John Kirton: It will be a historic summit, first because never before has a summit of the G7 faced such a simultaneously unfolding and severe set of interrelated crises. It was going to be big even before Mr Putin launched his attack on the Ukraine on 24 February, but this added and exacerbated a few more issues – the energy crisis, a food crisis.
Where are we at towards the end of the second day of the summit?
We’re more than halfway through the Elmau summit and from what we’ve seen already, it’s well on track to produce the strongest performance of any summit on its big issues. We saw the document on war against Ukraine and the new programme on global infrastructure and investments. 600 billion dollars to developing and middle-income countries is a massive amount of money.
We don’t need to win the war against Mr Putin by taking steps that would make us lose the war against climate change.
And if we flash forward to the summary of the statement of the meeting of the G7 leaders and the outreach partners, it clearly references climate finance and says that there was agreement on both sides that the new money for the investment infrastructure initiative could count towards the gap in the undelivered money – they didn’t say ‘of the 100 billion dollars per year in climate finance which we promised’. So, there is some hope that when we receive the final communiqué tomorrow, the kind of minimum step forward needed to make the UN climate conference COP27 work, will be done here.
The German presidency aimed quite high making climate a top priority, but then the war started. Do you think the German presidency can still deliver on the initial promise?
Oh yes, even better. It was great of chancellor Scholz to put climate first of his five big priorities. However, he quickly walked on to what he described again and again as a single climate club. This would be designed to create a carbon price or its equivalent – an emissions trading system – amongst the countries that agree to join. Now you don’t even have the G7 countries agreeing on this.
We’ve seen many climate clubs before. If you’re worried about coal, Canada pioneered the Powering Past Coal Alliance, which has now expanded to about 48 countries. That’s what we need! And we need one for methane, and we need one for peatland, and so on down the line. However, the communiqué draft still tends to use the idea of a singular climate club, and I have not yet understood the overall architecture.

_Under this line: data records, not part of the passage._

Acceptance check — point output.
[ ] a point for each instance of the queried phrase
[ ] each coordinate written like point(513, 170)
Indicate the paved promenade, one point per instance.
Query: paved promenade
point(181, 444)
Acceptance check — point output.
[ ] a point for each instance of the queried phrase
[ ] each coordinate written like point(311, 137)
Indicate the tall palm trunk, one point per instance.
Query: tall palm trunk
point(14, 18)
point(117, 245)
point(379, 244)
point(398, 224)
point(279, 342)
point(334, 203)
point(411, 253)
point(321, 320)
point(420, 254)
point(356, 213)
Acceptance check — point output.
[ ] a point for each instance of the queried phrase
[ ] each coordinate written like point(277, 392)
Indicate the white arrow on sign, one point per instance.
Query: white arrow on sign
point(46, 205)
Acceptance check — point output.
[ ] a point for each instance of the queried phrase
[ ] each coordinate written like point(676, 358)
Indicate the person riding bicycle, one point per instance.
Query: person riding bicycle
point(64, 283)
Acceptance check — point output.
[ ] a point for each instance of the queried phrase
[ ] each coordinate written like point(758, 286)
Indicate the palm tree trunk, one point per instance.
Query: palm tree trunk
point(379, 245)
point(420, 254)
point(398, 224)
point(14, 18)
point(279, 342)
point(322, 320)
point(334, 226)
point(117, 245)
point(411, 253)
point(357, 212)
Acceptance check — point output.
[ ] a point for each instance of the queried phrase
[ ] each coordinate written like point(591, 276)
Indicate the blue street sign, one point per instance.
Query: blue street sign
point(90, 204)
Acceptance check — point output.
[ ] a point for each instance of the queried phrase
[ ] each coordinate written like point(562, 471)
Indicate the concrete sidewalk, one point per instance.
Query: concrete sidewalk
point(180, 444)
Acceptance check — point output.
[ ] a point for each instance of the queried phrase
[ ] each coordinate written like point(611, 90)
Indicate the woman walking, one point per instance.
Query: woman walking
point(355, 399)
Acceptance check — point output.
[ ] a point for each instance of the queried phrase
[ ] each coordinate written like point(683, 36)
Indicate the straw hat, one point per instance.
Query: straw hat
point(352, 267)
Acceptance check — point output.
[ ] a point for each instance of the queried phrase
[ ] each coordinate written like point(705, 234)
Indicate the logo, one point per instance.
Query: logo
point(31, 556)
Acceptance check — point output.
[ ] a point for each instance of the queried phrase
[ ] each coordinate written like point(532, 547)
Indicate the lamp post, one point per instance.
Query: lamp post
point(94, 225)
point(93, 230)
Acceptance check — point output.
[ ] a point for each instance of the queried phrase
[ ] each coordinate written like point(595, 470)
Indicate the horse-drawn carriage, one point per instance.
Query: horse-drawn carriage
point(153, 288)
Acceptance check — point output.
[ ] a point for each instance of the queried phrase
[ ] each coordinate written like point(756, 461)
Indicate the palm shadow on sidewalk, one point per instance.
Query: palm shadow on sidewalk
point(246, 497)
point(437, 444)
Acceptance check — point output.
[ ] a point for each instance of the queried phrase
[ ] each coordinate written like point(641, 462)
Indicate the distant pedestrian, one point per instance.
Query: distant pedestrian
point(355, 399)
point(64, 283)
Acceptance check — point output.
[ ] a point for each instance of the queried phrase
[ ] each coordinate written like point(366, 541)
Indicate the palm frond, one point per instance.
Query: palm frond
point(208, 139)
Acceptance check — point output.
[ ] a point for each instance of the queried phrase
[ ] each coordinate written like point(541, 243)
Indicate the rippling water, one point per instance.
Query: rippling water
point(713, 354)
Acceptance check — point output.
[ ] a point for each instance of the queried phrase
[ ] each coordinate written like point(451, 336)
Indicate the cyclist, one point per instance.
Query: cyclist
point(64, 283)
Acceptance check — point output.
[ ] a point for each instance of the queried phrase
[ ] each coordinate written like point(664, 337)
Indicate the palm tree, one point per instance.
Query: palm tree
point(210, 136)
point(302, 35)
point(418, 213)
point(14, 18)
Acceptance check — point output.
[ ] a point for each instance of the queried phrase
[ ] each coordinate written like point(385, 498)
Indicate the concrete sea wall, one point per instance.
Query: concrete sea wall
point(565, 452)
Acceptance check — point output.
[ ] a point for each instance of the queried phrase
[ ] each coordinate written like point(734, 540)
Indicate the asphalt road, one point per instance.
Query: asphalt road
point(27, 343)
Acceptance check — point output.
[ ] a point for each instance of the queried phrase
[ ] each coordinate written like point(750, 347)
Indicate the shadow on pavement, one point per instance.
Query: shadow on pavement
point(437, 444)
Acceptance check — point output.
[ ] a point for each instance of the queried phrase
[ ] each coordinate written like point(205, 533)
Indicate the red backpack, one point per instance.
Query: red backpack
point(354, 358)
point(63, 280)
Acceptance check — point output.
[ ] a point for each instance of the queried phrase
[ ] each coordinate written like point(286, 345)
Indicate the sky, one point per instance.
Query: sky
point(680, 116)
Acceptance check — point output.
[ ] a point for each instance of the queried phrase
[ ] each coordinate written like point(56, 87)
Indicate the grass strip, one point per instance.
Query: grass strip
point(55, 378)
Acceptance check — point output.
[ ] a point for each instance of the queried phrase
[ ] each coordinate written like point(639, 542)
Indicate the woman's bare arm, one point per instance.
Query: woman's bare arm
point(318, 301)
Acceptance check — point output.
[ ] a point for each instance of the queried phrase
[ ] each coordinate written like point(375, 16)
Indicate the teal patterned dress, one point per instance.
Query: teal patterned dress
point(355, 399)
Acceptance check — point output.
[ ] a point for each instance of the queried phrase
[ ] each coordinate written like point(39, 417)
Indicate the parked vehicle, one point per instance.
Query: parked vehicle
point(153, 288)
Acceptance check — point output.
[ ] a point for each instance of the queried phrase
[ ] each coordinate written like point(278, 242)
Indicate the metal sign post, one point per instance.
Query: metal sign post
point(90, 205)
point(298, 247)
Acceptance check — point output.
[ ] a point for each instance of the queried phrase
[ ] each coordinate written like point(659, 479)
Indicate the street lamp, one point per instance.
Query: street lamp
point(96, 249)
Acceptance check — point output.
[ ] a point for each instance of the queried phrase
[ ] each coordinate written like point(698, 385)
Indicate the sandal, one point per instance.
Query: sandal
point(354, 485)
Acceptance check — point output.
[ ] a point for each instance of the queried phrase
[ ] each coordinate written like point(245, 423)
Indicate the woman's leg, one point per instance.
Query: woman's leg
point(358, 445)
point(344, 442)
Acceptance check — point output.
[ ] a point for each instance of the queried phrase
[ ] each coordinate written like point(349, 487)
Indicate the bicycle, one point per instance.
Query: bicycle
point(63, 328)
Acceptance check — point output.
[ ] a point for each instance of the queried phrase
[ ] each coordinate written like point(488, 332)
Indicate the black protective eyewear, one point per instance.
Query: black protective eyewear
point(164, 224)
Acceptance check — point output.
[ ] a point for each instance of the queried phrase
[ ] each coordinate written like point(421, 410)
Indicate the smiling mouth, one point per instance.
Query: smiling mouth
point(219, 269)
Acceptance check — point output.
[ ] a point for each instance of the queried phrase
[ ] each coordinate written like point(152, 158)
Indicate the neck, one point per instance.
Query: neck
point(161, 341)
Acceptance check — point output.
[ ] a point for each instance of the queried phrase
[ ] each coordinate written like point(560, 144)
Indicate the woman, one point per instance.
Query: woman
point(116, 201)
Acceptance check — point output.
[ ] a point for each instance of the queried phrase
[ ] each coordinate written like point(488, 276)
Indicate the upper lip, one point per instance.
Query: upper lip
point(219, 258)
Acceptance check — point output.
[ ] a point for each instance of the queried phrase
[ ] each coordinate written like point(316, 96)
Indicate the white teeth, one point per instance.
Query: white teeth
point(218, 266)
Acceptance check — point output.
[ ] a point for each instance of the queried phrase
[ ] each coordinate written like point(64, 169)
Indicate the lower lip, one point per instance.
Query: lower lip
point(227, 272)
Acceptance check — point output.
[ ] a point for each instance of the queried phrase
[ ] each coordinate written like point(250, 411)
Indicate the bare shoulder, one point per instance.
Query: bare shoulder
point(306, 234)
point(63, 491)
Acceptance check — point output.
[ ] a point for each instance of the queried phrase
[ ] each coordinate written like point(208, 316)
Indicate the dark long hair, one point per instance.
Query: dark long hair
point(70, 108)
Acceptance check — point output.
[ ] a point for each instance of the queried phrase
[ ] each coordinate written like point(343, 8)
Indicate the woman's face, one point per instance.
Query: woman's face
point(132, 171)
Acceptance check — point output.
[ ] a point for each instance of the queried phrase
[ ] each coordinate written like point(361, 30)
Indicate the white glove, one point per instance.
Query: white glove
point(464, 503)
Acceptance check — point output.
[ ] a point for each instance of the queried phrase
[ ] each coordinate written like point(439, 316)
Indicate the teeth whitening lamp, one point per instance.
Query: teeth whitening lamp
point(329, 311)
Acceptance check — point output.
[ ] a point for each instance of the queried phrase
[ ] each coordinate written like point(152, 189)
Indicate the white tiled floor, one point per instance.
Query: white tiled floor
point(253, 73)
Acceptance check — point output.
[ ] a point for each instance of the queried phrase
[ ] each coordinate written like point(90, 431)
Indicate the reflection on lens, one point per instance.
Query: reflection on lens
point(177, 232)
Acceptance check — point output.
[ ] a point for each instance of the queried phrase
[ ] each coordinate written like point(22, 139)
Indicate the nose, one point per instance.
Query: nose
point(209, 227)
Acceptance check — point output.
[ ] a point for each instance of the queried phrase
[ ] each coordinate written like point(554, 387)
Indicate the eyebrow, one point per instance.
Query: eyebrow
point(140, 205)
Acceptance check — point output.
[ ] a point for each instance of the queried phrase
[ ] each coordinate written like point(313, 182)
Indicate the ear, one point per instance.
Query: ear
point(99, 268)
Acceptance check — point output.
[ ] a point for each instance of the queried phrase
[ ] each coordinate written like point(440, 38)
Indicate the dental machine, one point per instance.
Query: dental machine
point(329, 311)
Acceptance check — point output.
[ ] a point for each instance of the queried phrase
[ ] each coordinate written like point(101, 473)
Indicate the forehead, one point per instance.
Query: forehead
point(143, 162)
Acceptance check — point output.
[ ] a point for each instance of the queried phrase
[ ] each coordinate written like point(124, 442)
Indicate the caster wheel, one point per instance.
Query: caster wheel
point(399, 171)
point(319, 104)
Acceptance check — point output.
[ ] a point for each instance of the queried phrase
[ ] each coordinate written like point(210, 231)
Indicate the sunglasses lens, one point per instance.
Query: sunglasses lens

What are key climate and energy issues remaining at the summit?
The real fight going on now is ending fossil fuel finance. Sadly, we’ve already seen some G7 governments add new fossil fuel subsidies, basically by lowering gas taxes, which reward the rich, foster corruption, and are bad for the environment and not just climate change.
I guess we’ll have to wait and see for the final communiqué, but a few people are saying thanks to Putin’s latest assault – cutting off much of the gas flows to Germany – we’re going to have to fire up some of our mothballed coal plants and even invest in more hydrocarbon fossil fuel facilities. That’s the fight and we’ll just have to see who prevails.
I am encouraged by the chair’s summary of the meeting of the G7 with outreach partners. I would have thought it to be more coal-friendly, but there’s none of the ‘fire up the old coal plants’ or ‘more natural gas as part of the transition’. The headline says it all – “accelerate clean and just transition towards climate neutrality”. If you look through the rest of it, all the good words appear, but none of the bad slogans from the past – “special, differentiated responsibilities” and such things.
Looking at the gas build-up, has Russia’s war against Ukraine thrown Germany’s climate efforts off course?
Well, building up LNG import capacity in Germany seems like a good intermediate step to enhance energy security, and going to gas is more climate-friendly than coal – especially lignite in Germany. However, once they think through it, they will find they can do much more, and much more cost-effectively: conservation, energy efficiency, solar, wind and all of the reliable renewables they haven’t really focussed on before – wave and tidal power, geothermal.
So, once they’ve had time to look at the full range of solutions, by the time we get through this winter, they’ll probably conclude that we don’t need to win the war against Mr Putin by taking steps that would make us lose the war against climate change.